Brokerages are feeling positive about Oil and Natural Gas Corporation (ONGC) after the government announced higher prices for new gas wells.
What Happened: ONGC mentioned on Monday that the Ministry of Petroleum and Natural Gas has set a 20% higher price for gas produced from new wells or projects. Earlier, the price for domestic gas was based on 10% of the Indian crude oil price. The new prices will affect the oil fields of ONGC and Oil India.
ONGC is currently working on two projects: the Daman Upside Development project and the development of four contract areas under DSF-II, which will cost about ₹13,800 crore in total.
Brokerage Views: Jefferies has a “buy” rating on ONGC and increased its target price to ₹420, while also raising its earnings estimates for FY26 and FY27 by 2% to 3%. They believe that ONGC’s stock is still a good deal since it trades at a lower price compared to the Nifty 50 index. They see potential for growth due to increased production from the KG Basin and the removal of certain taxes.

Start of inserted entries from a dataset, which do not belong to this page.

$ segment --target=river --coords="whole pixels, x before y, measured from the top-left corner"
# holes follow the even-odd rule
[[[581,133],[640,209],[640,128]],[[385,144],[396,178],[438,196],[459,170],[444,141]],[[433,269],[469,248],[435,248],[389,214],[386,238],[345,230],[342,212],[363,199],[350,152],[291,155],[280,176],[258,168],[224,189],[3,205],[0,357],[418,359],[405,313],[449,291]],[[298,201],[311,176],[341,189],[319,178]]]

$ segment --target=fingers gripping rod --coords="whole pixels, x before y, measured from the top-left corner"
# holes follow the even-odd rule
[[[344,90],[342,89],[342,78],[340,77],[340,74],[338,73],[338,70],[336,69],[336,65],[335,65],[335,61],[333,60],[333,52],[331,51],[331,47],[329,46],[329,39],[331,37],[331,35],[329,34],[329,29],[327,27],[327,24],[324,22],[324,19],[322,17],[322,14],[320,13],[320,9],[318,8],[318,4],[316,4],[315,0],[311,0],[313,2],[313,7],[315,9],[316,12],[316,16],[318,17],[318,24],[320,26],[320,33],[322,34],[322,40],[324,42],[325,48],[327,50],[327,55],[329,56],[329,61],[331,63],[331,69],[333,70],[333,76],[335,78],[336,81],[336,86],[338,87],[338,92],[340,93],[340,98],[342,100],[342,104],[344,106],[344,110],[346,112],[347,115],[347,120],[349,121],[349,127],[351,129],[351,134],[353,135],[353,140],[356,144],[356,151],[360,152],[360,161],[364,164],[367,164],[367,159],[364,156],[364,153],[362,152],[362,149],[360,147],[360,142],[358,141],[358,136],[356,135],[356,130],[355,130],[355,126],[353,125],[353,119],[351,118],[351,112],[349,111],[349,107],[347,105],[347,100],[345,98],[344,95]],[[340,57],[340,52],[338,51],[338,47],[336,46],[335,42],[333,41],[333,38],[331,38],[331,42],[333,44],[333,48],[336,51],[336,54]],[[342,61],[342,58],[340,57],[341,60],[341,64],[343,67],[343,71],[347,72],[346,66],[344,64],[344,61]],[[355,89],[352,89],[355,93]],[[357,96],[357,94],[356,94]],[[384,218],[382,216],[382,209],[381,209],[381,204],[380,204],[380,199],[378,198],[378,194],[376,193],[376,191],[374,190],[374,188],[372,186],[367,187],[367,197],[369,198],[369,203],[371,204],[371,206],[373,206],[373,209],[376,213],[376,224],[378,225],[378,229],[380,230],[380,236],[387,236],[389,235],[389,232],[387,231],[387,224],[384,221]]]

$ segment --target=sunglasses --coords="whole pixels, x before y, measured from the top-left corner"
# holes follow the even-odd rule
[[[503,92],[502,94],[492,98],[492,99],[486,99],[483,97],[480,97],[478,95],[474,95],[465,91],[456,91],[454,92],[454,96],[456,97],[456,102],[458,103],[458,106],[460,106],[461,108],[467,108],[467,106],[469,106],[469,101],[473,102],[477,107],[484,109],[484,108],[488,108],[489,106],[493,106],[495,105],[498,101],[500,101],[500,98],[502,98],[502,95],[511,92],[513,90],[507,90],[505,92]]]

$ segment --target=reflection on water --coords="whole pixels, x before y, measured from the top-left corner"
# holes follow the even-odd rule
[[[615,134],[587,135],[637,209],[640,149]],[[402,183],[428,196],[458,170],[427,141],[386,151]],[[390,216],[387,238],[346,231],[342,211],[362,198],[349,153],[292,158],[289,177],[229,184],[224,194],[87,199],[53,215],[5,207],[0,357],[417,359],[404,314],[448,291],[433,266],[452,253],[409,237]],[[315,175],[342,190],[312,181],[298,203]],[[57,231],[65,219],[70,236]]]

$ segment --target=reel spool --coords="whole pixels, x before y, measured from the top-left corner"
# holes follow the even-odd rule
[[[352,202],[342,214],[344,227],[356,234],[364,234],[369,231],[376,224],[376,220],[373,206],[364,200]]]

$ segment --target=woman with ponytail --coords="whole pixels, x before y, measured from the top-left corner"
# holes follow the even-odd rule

Citi also has a “buy” rating with a target price of ₹350. They noted that this new pricing will apply to 10% of ONGC’s current gas production, which is expected to increase to 20-25% in the next 2-3 years.
ONGC’s average gas price could go up from $6.5 per metric million British thermal unit in FY24 to $7.5 in FY27. They mentioned that every $1 increase in gas price could boost earnings per share by 7%-8%.
Price Action: ONGC’s shares increased by 0.10% to ₹341.65 on Tuesday morning.